In a story clearly written later than ‘The Magic Ring’, Khan still hasn’t solved the problem of finding an ending, but the piece survives. In the wonderfully written ‘Shadows Move in the Britannia Bar’, a story whose opening page and a half stirred my curiosity about Trinidad’s past further, he relies on a twist I think O’Henry made famous. This involves the protagonist’s revelation of himself as the victim, as the one whom he has been telling the story about. All of it, apart from the opening, is delightfully told in Trinidadian dialect, with a stubborn refusal to spell correctly nearly every word uttered from the protagonist’s mouths.

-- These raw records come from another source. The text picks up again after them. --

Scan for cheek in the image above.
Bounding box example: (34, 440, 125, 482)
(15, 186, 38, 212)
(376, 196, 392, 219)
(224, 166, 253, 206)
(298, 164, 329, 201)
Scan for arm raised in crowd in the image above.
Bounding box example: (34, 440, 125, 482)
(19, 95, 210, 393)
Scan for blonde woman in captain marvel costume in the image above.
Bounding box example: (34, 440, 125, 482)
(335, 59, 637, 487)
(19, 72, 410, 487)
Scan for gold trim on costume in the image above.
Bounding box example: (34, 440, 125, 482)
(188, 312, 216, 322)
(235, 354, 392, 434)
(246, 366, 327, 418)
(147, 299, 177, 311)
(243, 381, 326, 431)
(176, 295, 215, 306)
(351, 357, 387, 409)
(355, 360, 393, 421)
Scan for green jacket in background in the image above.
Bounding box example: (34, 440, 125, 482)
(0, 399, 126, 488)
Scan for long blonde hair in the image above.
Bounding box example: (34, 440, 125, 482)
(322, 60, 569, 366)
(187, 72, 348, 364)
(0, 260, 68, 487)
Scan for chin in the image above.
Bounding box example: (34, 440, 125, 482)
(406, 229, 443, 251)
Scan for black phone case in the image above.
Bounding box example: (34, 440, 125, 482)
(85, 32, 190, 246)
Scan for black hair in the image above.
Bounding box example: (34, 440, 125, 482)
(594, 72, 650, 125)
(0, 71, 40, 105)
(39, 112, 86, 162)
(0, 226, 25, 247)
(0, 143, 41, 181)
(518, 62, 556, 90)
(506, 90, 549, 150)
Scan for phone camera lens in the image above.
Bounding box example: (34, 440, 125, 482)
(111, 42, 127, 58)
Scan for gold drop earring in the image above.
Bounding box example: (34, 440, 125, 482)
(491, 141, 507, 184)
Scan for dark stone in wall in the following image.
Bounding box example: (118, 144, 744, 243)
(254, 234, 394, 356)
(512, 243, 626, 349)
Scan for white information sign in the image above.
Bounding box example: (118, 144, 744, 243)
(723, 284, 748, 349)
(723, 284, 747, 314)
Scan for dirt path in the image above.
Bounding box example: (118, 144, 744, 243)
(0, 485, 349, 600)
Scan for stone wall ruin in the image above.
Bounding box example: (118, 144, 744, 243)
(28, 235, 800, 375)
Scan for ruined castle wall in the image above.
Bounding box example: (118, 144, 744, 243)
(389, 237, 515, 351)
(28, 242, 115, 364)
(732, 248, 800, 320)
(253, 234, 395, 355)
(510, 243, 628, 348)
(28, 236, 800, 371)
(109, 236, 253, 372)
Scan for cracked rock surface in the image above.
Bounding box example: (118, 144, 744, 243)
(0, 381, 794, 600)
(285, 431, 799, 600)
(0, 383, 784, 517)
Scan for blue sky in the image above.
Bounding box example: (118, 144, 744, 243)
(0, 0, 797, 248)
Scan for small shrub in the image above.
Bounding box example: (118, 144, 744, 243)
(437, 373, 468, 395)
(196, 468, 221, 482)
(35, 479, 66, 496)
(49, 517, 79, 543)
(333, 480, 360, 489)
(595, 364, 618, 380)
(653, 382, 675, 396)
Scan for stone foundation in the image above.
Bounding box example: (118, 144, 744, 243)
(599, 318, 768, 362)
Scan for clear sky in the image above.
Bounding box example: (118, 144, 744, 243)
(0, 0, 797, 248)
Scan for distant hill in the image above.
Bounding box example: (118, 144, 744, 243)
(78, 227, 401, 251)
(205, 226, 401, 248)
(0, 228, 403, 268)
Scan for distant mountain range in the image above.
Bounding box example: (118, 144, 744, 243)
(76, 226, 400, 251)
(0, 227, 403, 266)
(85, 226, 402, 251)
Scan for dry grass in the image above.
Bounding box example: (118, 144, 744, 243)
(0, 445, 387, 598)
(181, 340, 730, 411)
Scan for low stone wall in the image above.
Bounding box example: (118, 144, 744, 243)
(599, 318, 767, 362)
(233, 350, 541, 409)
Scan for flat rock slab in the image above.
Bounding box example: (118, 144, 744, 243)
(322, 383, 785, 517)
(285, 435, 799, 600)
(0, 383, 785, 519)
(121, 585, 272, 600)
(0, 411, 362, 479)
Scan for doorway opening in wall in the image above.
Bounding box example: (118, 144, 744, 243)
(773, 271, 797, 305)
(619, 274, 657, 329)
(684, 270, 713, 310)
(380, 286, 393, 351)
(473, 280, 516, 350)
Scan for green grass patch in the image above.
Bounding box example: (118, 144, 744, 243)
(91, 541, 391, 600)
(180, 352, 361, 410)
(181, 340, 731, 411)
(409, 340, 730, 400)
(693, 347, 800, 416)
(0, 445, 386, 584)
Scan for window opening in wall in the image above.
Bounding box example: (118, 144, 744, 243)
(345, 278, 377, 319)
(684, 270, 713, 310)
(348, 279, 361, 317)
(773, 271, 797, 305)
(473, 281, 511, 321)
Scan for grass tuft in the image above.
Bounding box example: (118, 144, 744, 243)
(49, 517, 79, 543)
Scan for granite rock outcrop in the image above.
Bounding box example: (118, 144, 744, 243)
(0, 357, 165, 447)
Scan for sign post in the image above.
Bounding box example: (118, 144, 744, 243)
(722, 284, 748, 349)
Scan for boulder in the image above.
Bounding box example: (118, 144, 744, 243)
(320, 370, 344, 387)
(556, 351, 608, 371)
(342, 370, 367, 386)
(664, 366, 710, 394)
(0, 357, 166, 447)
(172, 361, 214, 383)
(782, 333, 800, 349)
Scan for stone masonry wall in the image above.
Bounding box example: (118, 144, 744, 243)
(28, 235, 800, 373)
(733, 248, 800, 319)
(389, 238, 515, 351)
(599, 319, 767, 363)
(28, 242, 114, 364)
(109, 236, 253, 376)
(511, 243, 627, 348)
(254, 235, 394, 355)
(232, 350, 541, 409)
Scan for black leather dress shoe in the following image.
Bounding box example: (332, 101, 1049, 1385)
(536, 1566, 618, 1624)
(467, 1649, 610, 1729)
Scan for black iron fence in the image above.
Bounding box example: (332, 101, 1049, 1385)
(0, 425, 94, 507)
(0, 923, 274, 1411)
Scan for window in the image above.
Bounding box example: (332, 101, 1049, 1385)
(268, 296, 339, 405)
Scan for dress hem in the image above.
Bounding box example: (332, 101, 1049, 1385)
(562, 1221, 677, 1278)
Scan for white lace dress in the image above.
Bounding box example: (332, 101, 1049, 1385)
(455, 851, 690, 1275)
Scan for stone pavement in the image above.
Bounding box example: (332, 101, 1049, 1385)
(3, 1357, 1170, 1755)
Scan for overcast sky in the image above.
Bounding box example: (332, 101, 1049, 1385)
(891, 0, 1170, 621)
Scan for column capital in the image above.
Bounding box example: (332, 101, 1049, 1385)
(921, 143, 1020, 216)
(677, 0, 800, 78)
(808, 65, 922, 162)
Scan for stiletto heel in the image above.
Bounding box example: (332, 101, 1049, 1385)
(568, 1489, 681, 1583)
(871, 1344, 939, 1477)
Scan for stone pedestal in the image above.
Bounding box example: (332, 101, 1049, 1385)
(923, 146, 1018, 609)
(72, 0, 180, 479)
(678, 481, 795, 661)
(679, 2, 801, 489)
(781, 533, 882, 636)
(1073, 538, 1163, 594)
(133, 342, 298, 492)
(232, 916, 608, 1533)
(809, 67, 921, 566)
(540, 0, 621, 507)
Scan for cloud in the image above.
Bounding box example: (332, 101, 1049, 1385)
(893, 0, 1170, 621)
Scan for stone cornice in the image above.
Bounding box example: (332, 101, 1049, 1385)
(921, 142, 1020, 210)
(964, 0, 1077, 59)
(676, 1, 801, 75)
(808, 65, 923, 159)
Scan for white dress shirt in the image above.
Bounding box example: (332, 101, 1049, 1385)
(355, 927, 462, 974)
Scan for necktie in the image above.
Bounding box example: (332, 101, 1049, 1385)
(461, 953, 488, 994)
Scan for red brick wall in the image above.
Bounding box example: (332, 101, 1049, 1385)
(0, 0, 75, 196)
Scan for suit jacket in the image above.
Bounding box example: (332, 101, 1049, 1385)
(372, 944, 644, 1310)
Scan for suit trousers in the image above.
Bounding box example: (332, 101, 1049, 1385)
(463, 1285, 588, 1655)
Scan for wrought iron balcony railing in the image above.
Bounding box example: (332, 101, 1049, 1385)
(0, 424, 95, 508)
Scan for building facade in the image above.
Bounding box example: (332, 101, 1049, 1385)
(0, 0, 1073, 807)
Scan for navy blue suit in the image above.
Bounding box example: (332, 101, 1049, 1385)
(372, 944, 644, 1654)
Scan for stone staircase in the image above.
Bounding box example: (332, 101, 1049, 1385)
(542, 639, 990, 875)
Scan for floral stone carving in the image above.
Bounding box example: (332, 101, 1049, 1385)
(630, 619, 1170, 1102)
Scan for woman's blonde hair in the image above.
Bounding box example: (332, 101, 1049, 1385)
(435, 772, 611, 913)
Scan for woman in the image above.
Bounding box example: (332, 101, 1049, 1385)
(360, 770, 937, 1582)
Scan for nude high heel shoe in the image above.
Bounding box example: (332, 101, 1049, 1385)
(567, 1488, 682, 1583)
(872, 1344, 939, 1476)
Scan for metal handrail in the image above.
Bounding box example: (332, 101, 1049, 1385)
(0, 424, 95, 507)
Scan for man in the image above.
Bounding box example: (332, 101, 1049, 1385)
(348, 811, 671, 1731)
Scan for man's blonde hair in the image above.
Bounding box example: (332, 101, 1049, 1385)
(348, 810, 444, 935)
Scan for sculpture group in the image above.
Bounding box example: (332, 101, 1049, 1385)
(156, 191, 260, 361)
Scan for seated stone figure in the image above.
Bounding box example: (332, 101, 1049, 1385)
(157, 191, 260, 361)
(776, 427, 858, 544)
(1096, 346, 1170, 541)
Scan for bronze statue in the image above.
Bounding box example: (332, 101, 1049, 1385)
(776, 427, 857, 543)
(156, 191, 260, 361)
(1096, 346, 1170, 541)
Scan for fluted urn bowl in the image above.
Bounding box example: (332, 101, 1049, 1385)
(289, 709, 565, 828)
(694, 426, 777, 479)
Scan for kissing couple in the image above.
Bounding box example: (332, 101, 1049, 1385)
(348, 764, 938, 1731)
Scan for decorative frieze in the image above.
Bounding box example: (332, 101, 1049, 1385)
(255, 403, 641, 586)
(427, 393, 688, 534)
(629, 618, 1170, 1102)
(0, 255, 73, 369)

Despite the ending, ‘Shadows Move in the Britannia Bar’ is a memorable pleasure. Sookoo is a tremendous talker, and most West Indians will be charmed and thoroughly entertained by his story.
‘The time dat I talkin bout, all yuh didn’t dream to born yet. Dem was the old time days. People uses to have a kind of belief in dem days, a respec for all what they see happen with they own two eye. What I mean to say is dat tings still happen, but is people like all yuh young fellars, is people blind, they eye shut, it half-close. But it have something. Where? Up in the sky! Inside your belly! A man! God! It have something!’

One of the problems Khan touches on is the violent way adults communicate to children, and men to their wives, often in front of the children. His descriptions of these outbursts are accurate, and many, many West Indians will recall similar experiences regardless of race and class. It is a behaviour that has come a long way with us indeed. Will we ever change? Khan might well be asking. The brilliant short story ‘A Day in the Country’ has a home in my heart. It reminded me of the intense, uplifting genius of Thomas Wolfe’s (1900-1938) short story ‘Circus at Dawn’. In both stories the concentration on life, on living, on things seen, heard and felt, is so full and rich that plot becomes unnecessary.

But ‘A Day in the Country’ is much more than a generous slice of life, and it does much more than revel in secure country childhood, or celebrate boyhood in the countryside. It makes a moving, ominous communication about the unsheltering of Trinidad, about its unprepared journey, from the ‘Drinking Rum and Coca Cola’ years of the ‘40s and ‘50s to the bewildering, homogeneous brutality of the 20th century.

‘The full moon had come out in the sky now and the country road lay like a pale ribbon in the night, as though all the people all over the world had gone to sleep forever. The people in the film, the people who made the safety pins and eau de Cologne, the people in Port-of-Spain - and the policeman. But the man with the shining cutlass? Where was he sleeping now?’